Android is still the smartphone platform of choice for the world’s consumers, but it may also be the ideal operating system for the world’s armies, navies and security agencies. The versatile, open – and free – OS already has most of the necessary pieces in place to power the most sophisticated defense and government applications. The only thing Android is missing is a heavy layer of security and ruggedized hardware to optimize it for military purposes, according to Finnish wireless engineering firm Elektrobit.
Last week, National Defense Magazine broke a story on Boeing’s development of a highly secure Android smartphone for the aerospace and defense industries, but this isn’t the first time the Google mobile OS has been tapped for military use. Elektrobit has customized Android for military and public safety purposes and is selling that reference design to defense contractors, which then use it to build highly secure smartphones tailored for the military. One such contractor is Raptor Identification Systems, which is tailoring smartphones and tablets with biometric identification capabilities for the U.S. Department of Defense and other agencies.
According to Jani Lyrintzis, VP of special Terminals at Elekrobit, 80 percent of the work necessary to build a military-grade smartphone is already available in the Android kernel. Elektrobit completed the software upgrades necessary by adding a highly secure middleware between the applications layer and the operating system, which prevents apps and users from compromising governments’ understandably strict security policies, Lyrintzis said. The rest is industrial design: Phones in the field need to be ruggedized to protect them from the elements and extra hardware – such as Raptor ID’s biometric scanners – need to be added depending on their intended use.

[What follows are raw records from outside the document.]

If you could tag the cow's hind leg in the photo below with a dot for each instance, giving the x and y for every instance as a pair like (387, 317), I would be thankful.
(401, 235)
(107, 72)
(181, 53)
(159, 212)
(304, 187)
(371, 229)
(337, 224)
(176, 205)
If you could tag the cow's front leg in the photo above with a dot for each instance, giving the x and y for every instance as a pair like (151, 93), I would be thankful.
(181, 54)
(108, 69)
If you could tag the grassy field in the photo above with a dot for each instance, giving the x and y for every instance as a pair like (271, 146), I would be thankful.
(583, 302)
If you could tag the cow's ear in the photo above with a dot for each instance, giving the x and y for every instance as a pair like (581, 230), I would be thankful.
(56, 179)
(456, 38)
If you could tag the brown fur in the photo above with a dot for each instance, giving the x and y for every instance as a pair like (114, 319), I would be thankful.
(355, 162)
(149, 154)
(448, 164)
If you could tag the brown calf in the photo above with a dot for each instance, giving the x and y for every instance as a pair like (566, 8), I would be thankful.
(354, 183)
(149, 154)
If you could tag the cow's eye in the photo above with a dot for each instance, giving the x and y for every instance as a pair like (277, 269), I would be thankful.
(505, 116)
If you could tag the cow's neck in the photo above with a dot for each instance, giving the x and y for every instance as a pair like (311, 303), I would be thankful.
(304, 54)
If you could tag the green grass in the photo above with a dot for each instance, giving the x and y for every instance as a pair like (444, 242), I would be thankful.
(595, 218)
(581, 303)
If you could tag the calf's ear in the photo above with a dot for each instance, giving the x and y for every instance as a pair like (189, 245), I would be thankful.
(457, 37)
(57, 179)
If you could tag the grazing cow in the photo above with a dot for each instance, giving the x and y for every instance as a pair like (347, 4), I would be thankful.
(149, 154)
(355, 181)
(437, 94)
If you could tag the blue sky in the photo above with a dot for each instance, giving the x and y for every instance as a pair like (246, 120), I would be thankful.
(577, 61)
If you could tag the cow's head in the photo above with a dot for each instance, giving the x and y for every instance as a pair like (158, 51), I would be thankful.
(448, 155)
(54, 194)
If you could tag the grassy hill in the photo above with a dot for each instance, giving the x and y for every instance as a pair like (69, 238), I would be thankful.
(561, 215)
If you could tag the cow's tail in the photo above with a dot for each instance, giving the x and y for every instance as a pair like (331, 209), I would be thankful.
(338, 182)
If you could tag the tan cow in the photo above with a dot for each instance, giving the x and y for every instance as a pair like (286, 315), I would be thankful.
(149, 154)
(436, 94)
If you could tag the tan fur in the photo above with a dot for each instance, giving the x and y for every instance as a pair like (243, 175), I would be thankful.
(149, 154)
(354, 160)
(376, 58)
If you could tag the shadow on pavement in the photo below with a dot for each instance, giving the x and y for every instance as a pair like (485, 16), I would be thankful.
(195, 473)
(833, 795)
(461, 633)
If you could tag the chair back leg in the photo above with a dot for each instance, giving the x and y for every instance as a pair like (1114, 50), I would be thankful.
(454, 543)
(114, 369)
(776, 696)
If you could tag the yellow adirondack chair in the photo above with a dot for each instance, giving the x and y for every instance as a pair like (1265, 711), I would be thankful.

“We’ve seen a big reversal in the direction technology innovations are flowing,” Lyrintzis said. “Previously whatever technology was developed for the military eventually moved to the consumer market. About six years ago the trend reversed.”
Building on the work done for Android has enormous advantages, Lyrintzis said, the biggest among them is the streamlining and simplification of the procurement process. Typically a contractor develops a proprietary military application from scratch, building and testing new specialized hardware and software, but by utilizing existing smartphone technologies contractors essentially become Android developers working on a multipurpose platform, Lyrintzis said. In the case of Raptor ID, the DoD no longer gets a single-purpose fingerprint analyzer. It gets a device that can be used to make phone calls, send text messages, surf the Internet and access government servers, as well as scan biometrics and host any number of other military applications.
It may sound crazy today, but Lyrintzis said it’s not beyond the realm of possibility that the most sophisticated of military applications – such as controlling unmanned drones – could be done right from an optimized Android tablet. Today’s technology supports it, he said, it’s just a matter of ensuring that the security is airtight: for obvious reasons.
In addition, militaries wouldn’t have to reinvent the wheel every time they wanted to take advantage of consumer or enterprise applications already in the market. Rather than enlist a developer to build a specialized expense management app, commercial app developers could develop more secure versions of their existing apps for military smartphones. There’s probably not much software available in Google Play or other app stores that the DoD could use off the shelf, but with some security tweaks, a consumer app could be turned into a military-grade app, Lyrintzis said. It may not be long before we see a military app stores popping up besides their consumer counterparts.